Fresh Corn and Blueberry Salad
1 cup quinoa, rinsed very well (I used millet)
2 cups chicken broth
3 ears corn, kernels cut from cobs
1 cup blueberries
1 cup cherry tomatoes, halved
1/2 cup cucumber, chopped small (peeled if outside is thick and tough)
3 Tablespoons chopped parsley
1 Tablespoon chopped basil
1/2 jalapeno, minced
1 teaspoon lemon zest
4 Tablespoons lemon juice (about 2 lemons worth)
3 Tablespoons extra virgin olive oil
1 Tablespoon honey
salt & pepper
Rinse quinoa or millet very well in a fine mesh sieve under cold running water. Add to a saucepan with the chicken broth then bring the broth to a boil. Place a lid on top, lower the heat to medium-low, then cook until quinoa is tender and broth is absorbed, about 20-25 minutes.

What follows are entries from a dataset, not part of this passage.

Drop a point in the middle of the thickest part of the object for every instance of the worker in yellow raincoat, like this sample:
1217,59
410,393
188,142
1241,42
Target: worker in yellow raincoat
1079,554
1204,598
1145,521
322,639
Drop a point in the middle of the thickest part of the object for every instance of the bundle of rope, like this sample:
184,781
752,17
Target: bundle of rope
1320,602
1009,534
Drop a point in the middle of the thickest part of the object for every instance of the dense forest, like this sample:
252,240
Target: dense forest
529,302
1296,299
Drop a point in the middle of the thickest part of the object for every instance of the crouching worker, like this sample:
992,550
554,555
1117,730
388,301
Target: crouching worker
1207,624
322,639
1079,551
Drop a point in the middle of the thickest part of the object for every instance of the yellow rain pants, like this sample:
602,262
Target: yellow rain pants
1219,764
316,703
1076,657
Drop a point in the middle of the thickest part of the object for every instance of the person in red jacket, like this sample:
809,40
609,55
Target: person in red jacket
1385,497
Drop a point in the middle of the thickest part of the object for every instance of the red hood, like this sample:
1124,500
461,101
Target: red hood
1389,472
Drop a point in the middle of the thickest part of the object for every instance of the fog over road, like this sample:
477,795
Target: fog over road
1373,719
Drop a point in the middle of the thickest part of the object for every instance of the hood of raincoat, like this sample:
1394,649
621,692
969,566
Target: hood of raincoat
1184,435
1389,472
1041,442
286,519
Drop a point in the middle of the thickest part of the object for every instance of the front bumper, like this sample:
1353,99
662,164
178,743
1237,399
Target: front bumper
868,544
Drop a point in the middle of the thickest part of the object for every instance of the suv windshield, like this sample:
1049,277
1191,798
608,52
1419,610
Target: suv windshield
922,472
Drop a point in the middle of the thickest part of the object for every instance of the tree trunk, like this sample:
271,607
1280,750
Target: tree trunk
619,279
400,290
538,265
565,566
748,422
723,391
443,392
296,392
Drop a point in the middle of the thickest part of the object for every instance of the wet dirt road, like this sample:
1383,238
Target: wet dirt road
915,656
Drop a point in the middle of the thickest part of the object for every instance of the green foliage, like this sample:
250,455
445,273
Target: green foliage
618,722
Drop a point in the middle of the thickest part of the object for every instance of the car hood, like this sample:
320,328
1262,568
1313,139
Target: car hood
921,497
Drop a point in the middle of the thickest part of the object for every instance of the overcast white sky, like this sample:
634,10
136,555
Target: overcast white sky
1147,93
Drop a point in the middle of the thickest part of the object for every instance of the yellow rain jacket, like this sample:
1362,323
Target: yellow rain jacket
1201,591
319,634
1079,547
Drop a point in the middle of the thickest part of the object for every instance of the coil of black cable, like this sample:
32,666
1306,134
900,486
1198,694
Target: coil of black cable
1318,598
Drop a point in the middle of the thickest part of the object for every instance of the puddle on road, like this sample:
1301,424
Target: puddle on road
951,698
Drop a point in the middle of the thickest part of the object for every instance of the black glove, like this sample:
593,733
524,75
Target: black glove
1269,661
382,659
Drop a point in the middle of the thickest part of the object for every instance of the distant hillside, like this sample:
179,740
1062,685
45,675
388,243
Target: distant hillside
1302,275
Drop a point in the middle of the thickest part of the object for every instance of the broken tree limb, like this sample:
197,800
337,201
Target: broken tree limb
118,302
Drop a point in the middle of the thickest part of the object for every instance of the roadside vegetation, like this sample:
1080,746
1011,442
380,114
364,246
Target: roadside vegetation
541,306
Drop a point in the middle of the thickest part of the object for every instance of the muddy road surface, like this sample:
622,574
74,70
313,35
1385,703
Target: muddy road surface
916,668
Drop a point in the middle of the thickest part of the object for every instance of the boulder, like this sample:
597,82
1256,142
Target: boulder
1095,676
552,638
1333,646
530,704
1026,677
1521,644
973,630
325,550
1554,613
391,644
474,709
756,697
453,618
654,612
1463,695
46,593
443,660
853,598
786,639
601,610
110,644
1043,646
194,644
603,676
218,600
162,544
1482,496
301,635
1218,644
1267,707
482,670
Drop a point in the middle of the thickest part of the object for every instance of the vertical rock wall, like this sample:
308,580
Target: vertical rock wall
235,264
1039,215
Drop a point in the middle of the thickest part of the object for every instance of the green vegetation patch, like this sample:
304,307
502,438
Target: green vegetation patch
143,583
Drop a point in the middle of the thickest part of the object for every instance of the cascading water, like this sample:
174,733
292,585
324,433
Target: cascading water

Let cool completely.
For the dressing: Combine lemon zest and juice, extra virgin olive oil, honey, salt, and pepper in a jar or bowl. Shake or whisk to combine. Set aside.
Combine corn, blueberries, tomatoes, cucumber, parsley, basil, jalapeno, and cooled quinoa in a large bowl. Pour dressing over and mix well to combine. Serve with grilled or sauteed shrimp, chicken, or fish.